27 February 2024 - 27 February 2024
5:00PM - 7:00PM
PCL048 - Hogan Lovells Lecture Theatre, Durham University
Sir Howard Morrison to visit Durham Law School and give a talk titled 'International criminal law: What is it good for? - Reflections on the second anniversary of Russia's aggression against Ukraine.'
Durham Law School
27 February, 2024
PCL048 - Hogan Lovells Lecture Theatre, Durham Law School
Since 24 February 2022, Russia - a permanent member of the UN Security Council - and its President, Vladimir Putin, have been committing an act of aggression against the sovereign state of Ukraine, in clear violation of international law. Another permanent member, The People's Republic of China, has since consistently failed to rebuke Russia and tacitly supported it, as have a large number of countries of the so-called Global South. Concerns have been raised about the collapse of the rule-based world order, and of the United Nations becoming an obsolete debating club. Russia's and China's stance in particular has increased the fear of many people of a new Cold War, or even an actual armed confrontation between them and NATO. Calls for holding those responsible to account within the framework of international criminal justice threaten to fall foul of the new geopolitical environment and simple jurisdictional issues: The International Criminal Court has no jurisdiction over the crime of aggression committed in Ukraine because Russia is not a state party to the Court's Statute. A separate ad-hoc tribunal to try Putin and others may well fail due to the lack of consensus in the wider international community. Some say that it borders on illusion to think that Putin will ever face justice before any court.

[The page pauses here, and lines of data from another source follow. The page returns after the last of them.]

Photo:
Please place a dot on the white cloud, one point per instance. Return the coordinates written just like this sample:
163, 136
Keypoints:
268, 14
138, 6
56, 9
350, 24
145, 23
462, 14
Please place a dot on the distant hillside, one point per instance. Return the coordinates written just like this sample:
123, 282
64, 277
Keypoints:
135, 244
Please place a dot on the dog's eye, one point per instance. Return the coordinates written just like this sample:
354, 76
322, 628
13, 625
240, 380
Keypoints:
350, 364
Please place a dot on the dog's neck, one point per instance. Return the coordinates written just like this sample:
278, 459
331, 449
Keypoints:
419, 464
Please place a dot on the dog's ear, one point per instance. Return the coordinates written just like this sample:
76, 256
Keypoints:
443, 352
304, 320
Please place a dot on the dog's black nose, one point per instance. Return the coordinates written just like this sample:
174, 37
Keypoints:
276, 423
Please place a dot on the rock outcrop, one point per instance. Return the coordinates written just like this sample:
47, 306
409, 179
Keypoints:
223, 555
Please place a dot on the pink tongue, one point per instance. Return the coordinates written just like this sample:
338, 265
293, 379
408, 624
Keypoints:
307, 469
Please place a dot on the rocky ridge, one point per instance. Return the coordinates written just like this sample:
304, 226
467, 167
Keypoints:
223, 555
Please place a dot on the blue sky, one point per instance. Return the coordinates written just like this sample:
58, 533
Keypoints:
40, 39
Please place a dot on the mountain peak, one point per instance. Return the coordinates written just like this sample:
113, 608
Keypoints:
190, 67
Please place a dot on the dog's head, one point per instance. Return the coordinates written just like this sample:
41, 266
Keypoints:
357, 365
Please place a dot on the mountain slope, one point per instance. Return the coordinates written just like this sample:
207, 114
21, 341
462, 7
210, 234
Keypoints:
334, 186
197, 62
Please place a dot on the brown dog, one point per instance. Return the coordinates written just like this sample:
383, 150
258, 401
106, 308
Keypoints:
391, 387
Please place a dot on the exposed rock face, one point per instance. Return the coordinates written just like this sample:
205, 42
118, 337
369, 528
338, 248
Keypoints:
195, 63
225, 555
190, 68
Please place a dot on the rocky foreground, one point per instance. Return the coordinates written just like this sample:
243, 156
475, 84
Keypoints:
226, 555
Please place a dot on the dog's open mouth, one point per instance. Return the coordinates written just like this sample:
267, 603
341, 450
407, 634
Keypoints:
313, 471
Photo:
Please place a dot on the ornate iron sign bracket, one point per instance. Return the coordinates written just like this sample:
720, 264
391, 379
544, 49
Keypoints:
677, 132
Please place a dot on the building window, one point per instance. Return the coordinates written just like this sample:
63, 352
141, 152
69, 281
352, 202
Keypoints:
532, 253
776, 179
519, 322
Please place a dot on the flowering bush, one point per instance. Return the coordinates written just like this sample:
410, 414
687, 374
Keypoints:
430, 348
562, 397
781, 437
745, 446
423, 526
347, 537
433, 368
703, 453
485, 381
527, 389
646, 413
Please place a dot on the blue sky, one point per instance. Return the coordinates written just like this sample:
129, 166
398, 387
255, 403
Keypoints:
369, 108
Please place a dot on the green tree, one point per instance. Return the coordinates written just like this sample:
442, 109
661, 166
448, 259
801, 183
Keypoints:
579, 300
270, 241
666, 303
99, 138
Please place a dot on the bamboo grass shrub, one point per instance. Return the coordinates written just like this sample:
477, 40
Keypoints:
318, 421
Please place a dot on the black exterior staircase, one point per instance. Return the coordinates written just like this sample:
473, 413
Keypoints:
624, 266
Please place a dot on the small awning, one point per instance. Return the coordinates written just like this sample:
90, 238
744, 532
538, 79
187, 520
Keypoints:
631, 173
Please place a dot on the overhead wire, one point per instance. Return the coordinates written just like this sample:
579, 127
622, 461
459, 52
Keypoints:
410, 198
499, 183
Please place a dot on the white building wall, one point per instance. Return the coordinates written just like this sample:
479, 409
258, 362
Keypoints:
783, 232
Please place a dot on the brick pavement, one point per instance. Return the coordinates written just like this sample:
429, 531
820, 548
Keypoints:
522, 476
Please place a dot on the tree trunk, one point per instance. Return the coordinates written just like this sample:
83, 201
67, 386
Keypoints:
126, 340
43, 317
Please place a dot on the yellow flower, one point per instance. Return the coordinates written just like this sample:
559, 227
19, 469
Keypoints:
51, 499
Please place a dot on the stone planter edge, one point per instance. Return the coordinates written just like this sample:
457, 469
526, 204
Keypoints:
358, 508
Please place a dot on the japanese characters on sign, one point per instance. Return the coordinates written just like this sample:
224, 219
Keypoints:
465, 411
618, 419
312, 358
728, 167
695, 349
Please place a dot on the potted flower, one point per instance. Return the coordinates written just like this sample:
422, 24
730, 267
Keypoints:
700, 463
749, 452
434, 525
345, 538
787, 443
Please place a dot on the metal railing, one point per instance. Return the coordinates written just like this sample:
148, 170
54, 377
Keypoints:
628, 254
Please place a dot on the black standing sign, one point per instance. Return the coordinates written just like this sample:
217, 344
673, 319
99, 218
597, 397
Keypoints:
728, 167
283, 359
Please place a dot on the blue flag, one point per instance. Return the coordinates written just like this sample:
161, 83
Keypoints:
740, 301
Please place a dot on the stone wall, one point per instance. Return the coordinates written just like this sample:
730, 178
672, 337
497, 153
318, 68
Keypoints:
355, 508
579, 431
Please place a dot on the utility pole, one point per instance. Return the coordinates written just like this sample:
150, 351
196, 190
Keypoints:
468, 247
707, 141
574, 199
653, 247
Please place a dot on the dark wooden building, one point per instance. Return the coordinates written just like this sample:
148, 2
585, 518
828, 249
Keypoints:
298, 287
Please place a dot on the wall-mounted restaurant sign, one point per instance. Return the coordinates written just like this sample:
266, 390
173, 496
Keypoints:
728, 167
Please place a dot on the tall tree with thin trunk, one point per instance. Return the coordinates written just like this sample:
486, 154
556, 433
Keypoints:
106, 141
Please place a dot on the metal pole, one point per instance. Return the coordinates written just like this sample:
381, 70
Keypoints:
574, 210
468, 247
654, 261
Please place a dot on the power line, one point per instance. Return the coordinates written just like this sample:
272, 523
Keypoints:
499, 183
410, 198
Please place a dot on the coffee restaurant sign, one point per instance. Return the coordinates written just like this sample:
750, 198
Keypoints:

Against this background, Sir Howard Morrison, one of the globally most experienced international criminal lawyers, will discuss the role that international criminal law can still play when faced with the crimes of the leadership of powerful states.
Sir Howard Morrison
Sir Howard Morrison KC (Master of the Bench, Grays Inn) is currently the UK Independent Advisor to the Ukrainian Prosecutor-General.
He moved into international law by defending at the Yugoslav (ICTY) and Rwanda war crimes tribunals. He was a UK judge before joining the bench at the Special Tribunal for Lebanon. After that, as a judge at the ICTY, he tried Radovan Karadzic. He served at the International Criminal Court where he sat in the Appeals Division. He received an OBE, CBE, and KCMG for services to international law. He trains war crime and counter-terrorism judges in Ukraine and Iraq.
This lecture is free to attend. Please note that the room capacity is limited to 90 people, so we will base admittance to the event on a first come, first serve basis.